Ty Segall Rocks the Summit Music Hall, or How I Learned to Stop Worrying and Love Watching my 13-year-old Mosh
Photos by Michael McGrath, Story by Amy McGrath
Ty Segall and his band put on a great show last Saturday at the Summit- brash, cheerful, noisy rock and roll that shook me out of my usual Trump-era funk. I’ve seen Ty before- watching his rise from gangly young indie phenom to the road-tested but still cheeky rocker he is today. I knew that I wanted to be close, but not too close, so I found myself a safe, middle-aged rock mom hideout at the side of the stage. It’s a great place to watch shows at the Summit- you can see everything, you get to share the stage sound but are protected from the intense volume of the mains, and you are immune from the inevitable mosh pit.
As a life-long rock and roller with a penchant for edgy guitar rock- I’ve been avoiding the mosh pit for many decades. I don’t like being pushed around, period. Also, growing up around the Denver punk scene of the late 80’s- mosh pits were often dominated by scary and aggressive skinheads who seemed to be trying to hurt people, or dipshit boys who paid no attention to anyone but themselves. I loved the energy but I’ve never been so in love with a band that I wanted to risk being trampled or ending up with a broken nose.

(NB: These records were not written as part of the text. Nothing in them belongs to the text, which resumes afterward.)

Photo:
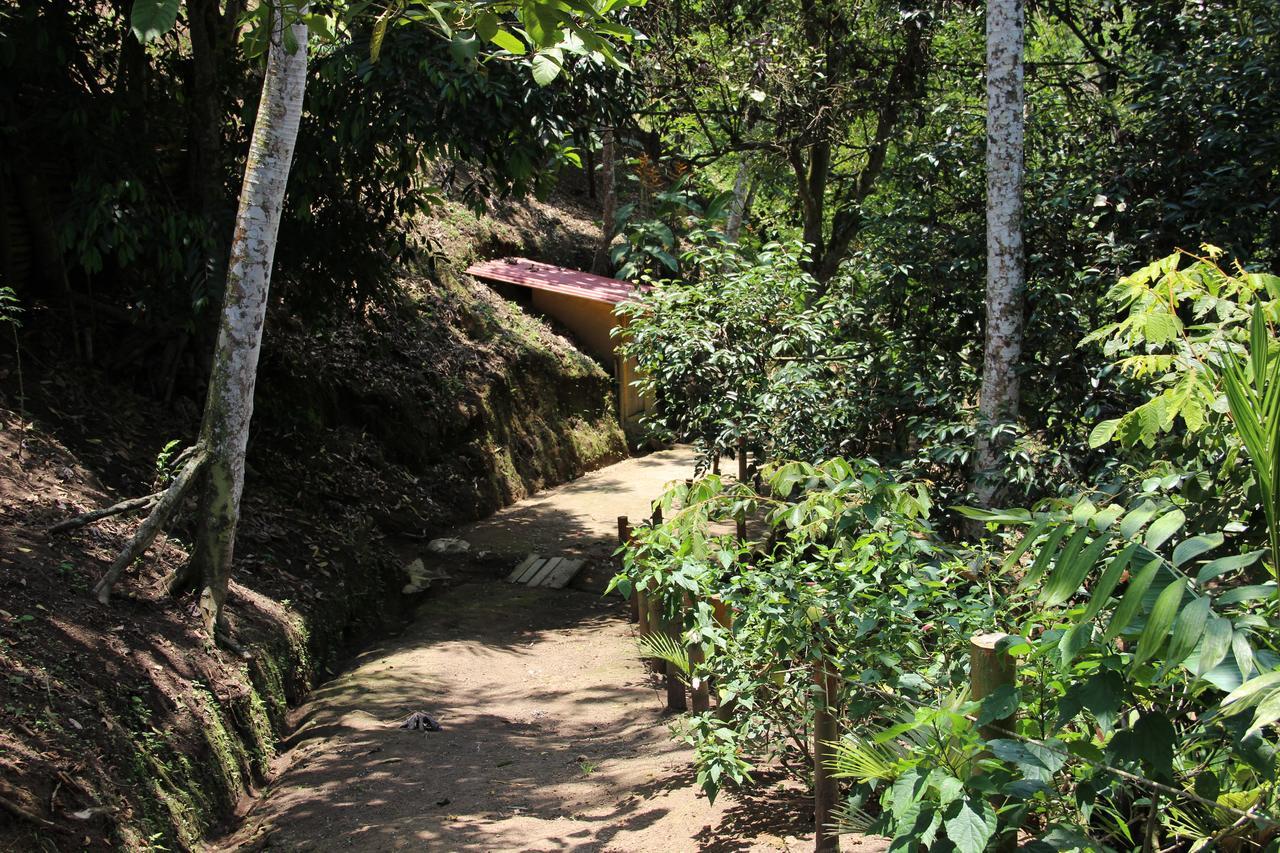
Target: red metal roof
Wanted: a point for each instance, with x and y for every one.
(545, 277)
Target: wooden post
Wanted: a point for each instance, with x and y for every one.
(991, 669)
(700, 696)
(676, 699)
(826, 789)
(653, 624)
(741, 479)
(624, 538)
(723, 617)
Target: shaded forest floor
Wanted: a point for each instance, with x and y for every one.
(122, 726)
(554, 737)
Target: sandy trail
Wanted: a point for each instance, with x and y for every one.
(554, 737)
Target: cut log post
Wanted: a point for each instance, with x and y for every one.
(676, 699)
(722, 614)
(826, 789)
(699, 690)
(990, 669)
(741, 479)
(654, 625)
(624, 538)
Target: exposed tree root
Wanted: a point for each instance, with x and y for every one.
(9, 803)
(154, 523)
(97, 515)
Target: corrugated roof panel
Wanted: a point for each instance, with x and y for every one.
(558, 279)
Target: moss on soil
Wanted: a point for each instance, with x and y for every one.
(432, 410)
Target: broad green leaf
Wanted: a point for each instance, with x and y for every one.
(1107, 583)
(1255, 592)
(1159, 621)
(1188, 630)
(487, 24)
(1267, 712)
(1217, 642)
(1162, 528)
(375, 39)
(1252, 689)
(1023, 544)
(508, 42)
(152, 18)
(1128, 606)
(972, 825)
(1104, 432)
(1000, 705)
(1059, 585)
(545, 68)
(1215, 568)
(1045, 555)
(1134, 519)
(1196, 546)
(1243, 653)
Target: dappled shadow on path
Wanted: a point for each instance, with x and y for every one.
(553, 735)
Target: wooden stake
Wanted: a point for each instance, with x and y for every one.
(826, 789)
(722, 615)
(624, 538)
(741, 479)
(654, 610)
(991, 669)
(988, 671)
(676, 699)
(700, 694)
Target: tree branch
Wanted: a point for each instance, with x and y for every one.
(154, 523)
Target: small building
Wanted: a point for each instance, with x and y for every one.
(584, 305)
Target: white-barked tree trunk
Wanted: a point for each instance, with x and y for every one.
(1002, 349)
(229, 404)
(600, 264)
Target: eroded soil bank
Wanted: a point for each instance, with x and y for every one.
(554, 738)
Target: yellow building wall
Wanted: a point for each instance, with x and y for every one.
(592, 323)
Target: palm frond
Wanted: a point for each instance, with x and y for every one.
(666, 648)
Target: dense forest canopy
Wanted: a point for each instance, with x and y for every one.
(805, 186)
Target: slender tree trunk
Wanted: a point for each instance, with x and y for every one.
(206, 126)
(741, 200)
(240, 337)
(608, 211)
(997, 402)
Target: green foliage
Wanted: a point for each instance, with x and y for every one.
(10, 308)
(1224, 361)
(849, 574)
(652, 240)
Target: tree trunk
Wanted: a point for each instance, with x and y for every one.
(741, 200)
(997, 402)
(229, 404)
(602, 265)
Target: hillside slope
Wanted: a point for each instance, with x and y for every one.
(122, 726)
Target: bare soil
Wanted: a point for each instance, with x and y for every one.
(554, 738)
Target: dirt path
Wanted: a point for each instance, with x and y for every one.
(554, 738)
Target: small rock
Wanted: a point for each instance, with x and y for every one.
(448, 546)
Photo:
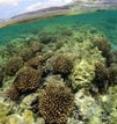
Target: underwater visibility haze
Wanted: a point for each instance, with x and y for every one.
(60, 70)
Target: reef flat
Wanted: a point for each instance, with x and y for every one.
(60, 70)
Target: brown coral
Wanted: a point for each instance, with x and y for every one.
(14, 64)
(27, 79)
(36, 61)
(13, 94)
(113, 73)
(101, 79)
(1, 76)
(62, 65)
(26, 54)
(103, 45)
(56, 103)
(36, 46)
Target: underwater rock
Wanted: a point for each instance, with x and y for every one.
(113, 73)
(36, 46)
(74, 121)
(101, 80)
(14, 64)
(5, 108)
(56, 103)
(13, 94)
(62, 65)
(87, 105)
(26, 54)
(36, 62)
(28, 117)
(40, 121)
(82, 75)
(27, 80)
(28, 100)
(1, 76)
(103, 45)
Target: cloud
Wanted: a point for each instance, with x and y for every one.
(9, 2)
(46, 4)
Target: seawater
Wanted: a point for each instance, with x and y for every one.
(105, 21)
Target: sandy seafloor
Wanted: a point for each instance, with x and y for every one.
(60, 70)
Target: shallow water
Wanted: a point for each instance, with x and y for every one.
(105, 21)
(60, 70)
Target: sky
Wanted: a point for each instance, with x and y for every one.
(9, 8)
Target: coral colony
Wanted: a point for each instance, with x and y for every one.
(66, 76)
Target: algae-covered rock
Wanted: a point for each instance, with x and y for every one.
(28, 117)
(27, 101)
(87, 105)
(74, 121)
(83, 74)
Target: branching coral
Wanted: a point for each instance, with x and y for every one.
(27, 79)
(26, 54)
(103, 45)
(14, 64)
(101, 79)
(82, 75)
(1, 76)
(56, 103)
(35, 46)
(113, 73)
(13, 94)
(62, 65)
(36, 61)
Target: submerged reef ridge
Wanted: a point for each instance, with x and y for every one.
(59, 75)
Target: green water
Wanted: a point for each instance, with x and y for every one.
(105, 21)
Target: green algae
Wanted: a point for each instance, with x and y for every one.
(69, 36)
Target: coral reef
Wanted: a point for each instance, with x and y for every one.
(62, 65)
(83, 74)
(58, 75)
(1, 76)
(36, 62)
(113, 73)
(56, 103)
(13, 65)
(27, 79)
(101, 79)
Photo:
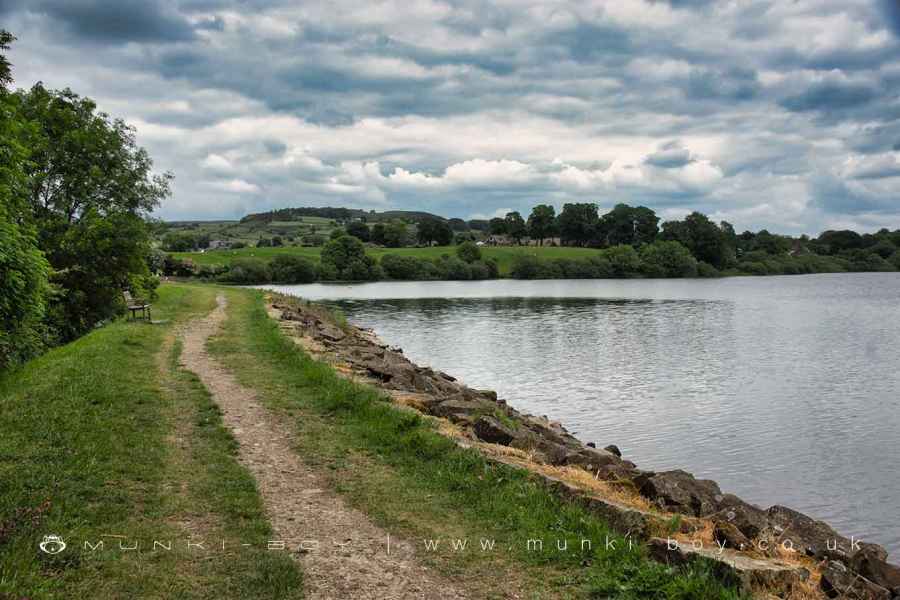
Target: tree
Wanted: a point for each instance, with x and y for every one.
(286, 268)
(24, 271)
(434, 231)
(542, 222)
(469, 252)
(395, 234)
(359, 230)
(347, 256)
(6, 39)
(515, 226)
(458, 224)
(628, 225)
(497, 226)
(706, 241)
(90, 189)
(578, 223)
(667, 259)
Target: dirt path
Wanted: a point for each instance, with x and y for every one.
(343, 554)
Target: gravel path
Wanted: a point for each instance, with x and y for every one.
(343, 554)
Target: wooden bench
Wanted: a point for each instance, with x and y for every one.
(136, 304)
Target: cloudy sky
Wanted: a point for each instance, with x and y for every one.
(782, 114)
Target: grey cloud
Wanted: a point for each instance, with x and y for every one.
(117, 21)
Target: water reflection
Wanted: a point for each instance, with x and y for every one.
(785, 390)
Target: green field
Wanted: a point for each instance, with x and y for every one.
(504, 255)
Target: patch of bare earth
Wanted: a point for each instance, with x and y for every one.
(343, 554)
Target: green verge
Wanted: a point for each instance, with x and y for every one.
(108, 436)
(417, 484)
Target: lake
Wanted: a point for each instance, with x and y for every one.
(785, 390)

So Saturday night as I hung in my stage-side safety zone, checking out Ty Segall’s jubilantly noisy set, I had the perfect view of both of my teenaged kids- the girl, a seasoned rock show veteran at 16, pressed up against the stage gate, throwing elbows and pushing back hard against anyone vying for her prime location.
And then, behind her, I caught a fleeting glance of the boy. My baby-faced, curly-haired boy, dressed in tie dye, all hopped up on Coca-Cola and puberty. He was being bounced around forcibly by a throng of drunk people much older and larger than he, and my first reaction was- I had get him out of there, fast. I also wanted to scold anyone involved in pushing my kid around. He would bob in an out of my line of sight- mostly I caught glimpses of his mop of curls, relieved that if I could see the top of his head, he was not being crushed underfoot by the seething mob. I lost focus on the music and became ensnared in the drama of watching my child at the mercy of the wildly undulating horde.
Ty’s classic “Finger” was a high-point of the set, and for just a minute, the mass of mosh parted in just a way that I caught a full view of my son: sweaty, flushed, ecstatic. He was grinning from ear to ear and bobbing around like a pinball. The music and the mosh pit combined to create a perfect moment: a testosterone and adrenaline-fueled obliteration of the wicked adolescent ego. A safe but not too safe outlet for pent up aggression. A powerful collective experience. Joy.